Em Brasília, dois dos arquitetos contemporâneos mais reconhecidos, o português Eduardo Souto de Moura e o brasileiro Paulo Mendes da Rocha, reafirmam o compromisso social da profissão

Conceição Freitas - Correio Braziliense
Publicação: 23/11/2014 

Paulo Mendes da Rocha: "É uma estupidez falar em casa popular"


Dois dos mais importantes arquitetos contemporâneos, consagrados com o Prêmio Pritzker, o mais importante da categoria, estiveram em Brasília na semana passada: o português Eduardo Souto de Moura e o brasileiro Paulo Mendes da Rocha. O primeiro é a estrela mais notável da arquitetura de seu país. O segundo também está no topo da lista dos mais admirados arquitetos contemporâneos brasileiros. Eles vieram participar do 3º Encontro do CAU/DF (Conselho de Arquitetura e Urbanismo do Distrito Federal). 

Embora extremamente simpático, Souto de Moura desbancou o título do painel para o qual foi convidado, “A contribuição da arquitetura e do urbanismo na construção da identidade cultural da Nação”. Em entrevista coletiva, ele disse que “a arquitetura não busca a identidade de coisa nenhuma. O mundo em que vivemos não é assim.”

As opiniões de Souto de Moura correspondem à sua envergadura: são robustas, marcantes. Sendo assim, era de se esperar que ele espinafrasse o projeto de Lucio Costa para a capital do Brasil. Tem sido esse o tom predominante entre arquitetos e críticos de arquitetura estrangeiros desde que a cidade foi inaugurada. Mas o craque português foi elegante. Se não derramou elogios demagógicos ao lugar que o recebia, evitou ofensas públicas. 

Contou que, na escola onde se formou, seus professores diziam que Brasília era “um erro insustentável de viver”. Depois de visitar a 308 Sul e os palácios da Alvorada e do Jaburu, Souto de Moura comentou: “Gostei do que vi e todos com quem conversei se dizem felizes”. O maior elogio veio na notícia de que o arquiteto de obras admiráveis, como o Estádio e o Mercado Municipal de Braga (Portugal), pensa em fazer um projeto de superquadra, nos moldes da 308 Sul. (Ver artigo nesta página). 

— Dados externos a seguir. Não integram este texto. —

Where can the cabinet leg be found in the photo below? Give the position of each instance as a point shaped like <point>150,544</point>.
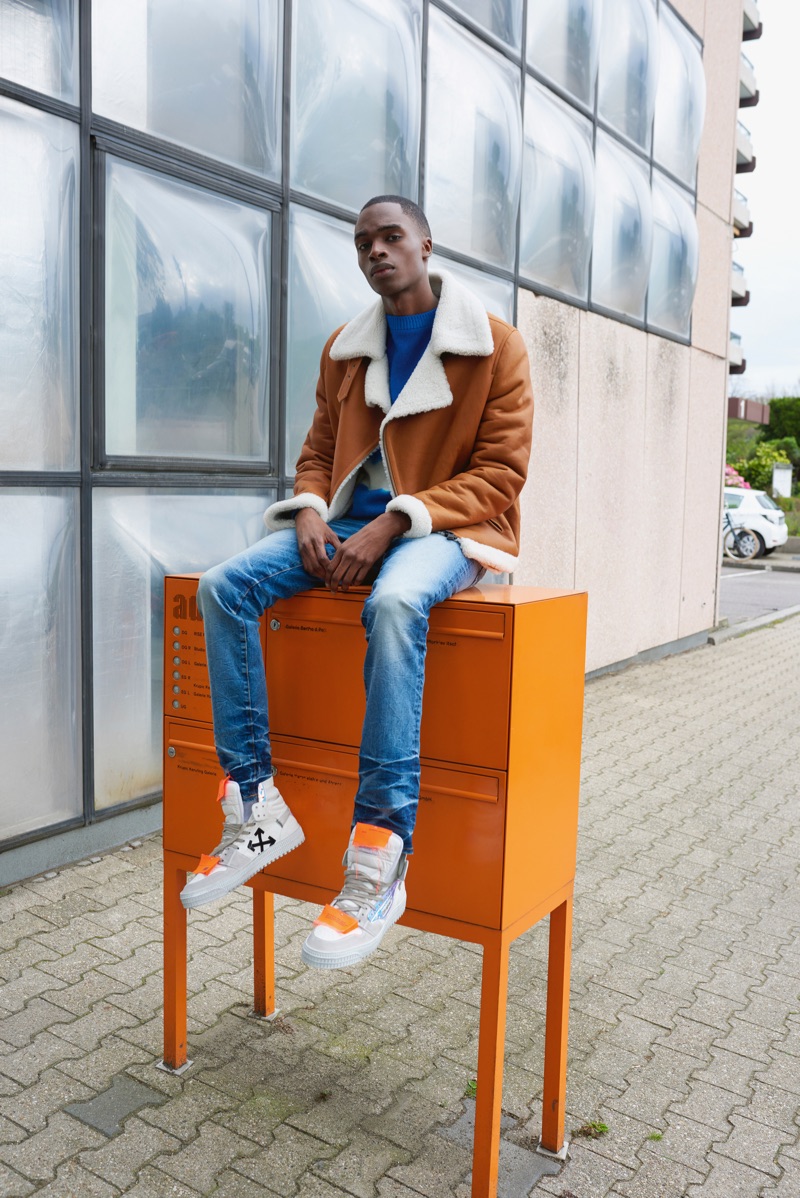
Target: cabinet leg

No painel apresentado num dos monumentos modernistas da cidade, o Cine Brasília, Eduardo Souto de Moura disse que a arquitetura não é arte. “Pode vir a ser, mas nossa intenção não é artística”. Mais adiante, reforçou o pensamento ao comentar uma instalação que havia feito: “Arquitetos fazem arquitetura para resolver problemas e promover a felicidade das pessoas. Se não, não tem sentido fazer um brinquedo”. Oscar Niemeyer não deve ter gostado nem um pouco.

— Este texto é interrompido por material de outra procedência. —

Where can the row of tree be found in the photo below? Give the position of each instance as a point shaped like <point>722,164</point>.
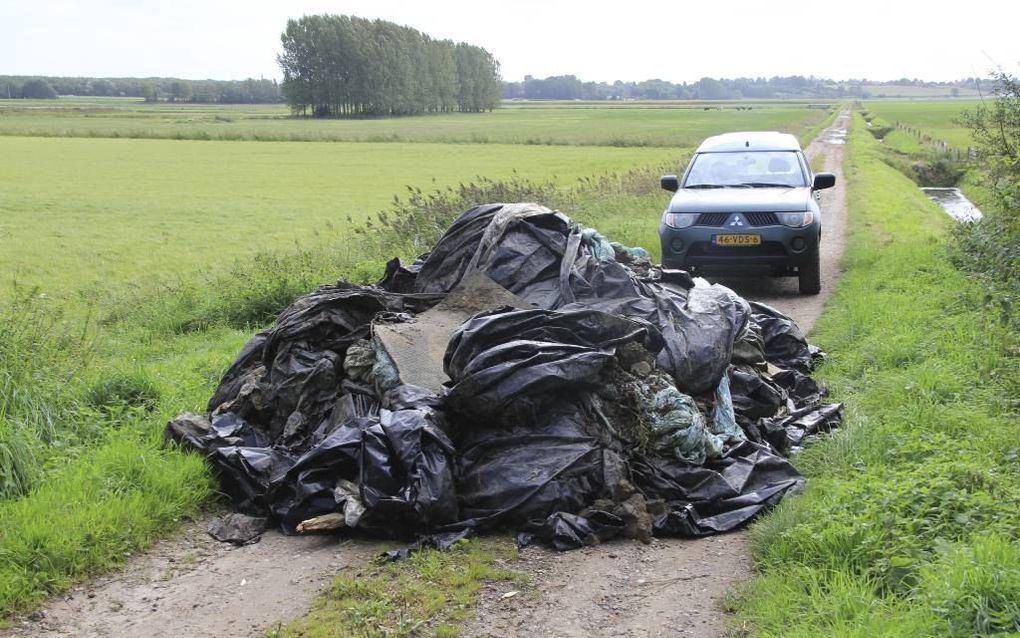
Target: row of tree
<point>570,88</point>
<point>249,91</point>
<point>346,66</point>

O outro Pritzker, Paulo Mendes da Rocha, deu um tom menos arquitetônico e mais político ao seu painel. Realçou a importância do CAU e da criação do Ministério das Cidades. “Oxalá possamos estabelecer uma política que obrigue as cidades, as prefeituras, os municípios a respeitarem planos básicos de expansão sustentada com planejamento rigoroso de infraestrutura.”

Ao responder a uma indagação da plateia sobre os projetos oficiais de casa popular (embora não explicitada a pergunta referia-se ao Minha Casa Minha Vida), Mendes da Rocha não deixou barato: “É uma estupidez falar em casa popular. Não pode existir uma casa com água mais ou menos potável, não existe louça sanitária popular nem rede de esgoto popular, no qual os dejetos de vez em quando escorram na sarjeta”.

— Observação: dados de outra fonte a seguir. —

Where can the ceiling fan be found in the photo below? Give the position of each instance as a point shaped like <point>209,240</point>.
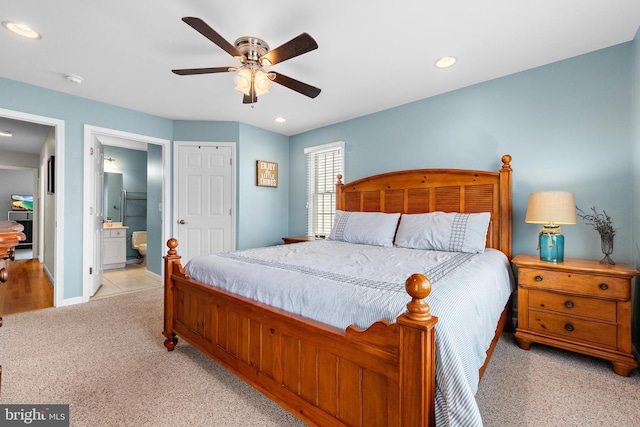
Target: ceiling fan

E dá-lhe Mendes da Rocha: “Não precisa ser podre para ser popular. Não precisa ser feia para ser popular. É uma mentalidade pequeno burguesa, querendo distinguir-se do pobre. Como se pobre tivesse de que ter casa de pobre, como na casa grande e na senzala. Por isso o CAU e o Ministério das Cidades têm que ter força para dizer que não é assim, produzindo desastres, que se constrói uma cidade.”

Além de trazer a Brasília dois consagrados arquitetos, o 3º Encontro CAU/DF homenageou outros três profissionais, João da Gama Filgueiras Lima, o Lelé, morto este ano; o engenheiro calculistas de obras de Niemeyer, Joaquim Cardozo, e o arquiteto e professor de arquitetura da Universidade de Brasília (UnB) José Carlos Coutinho.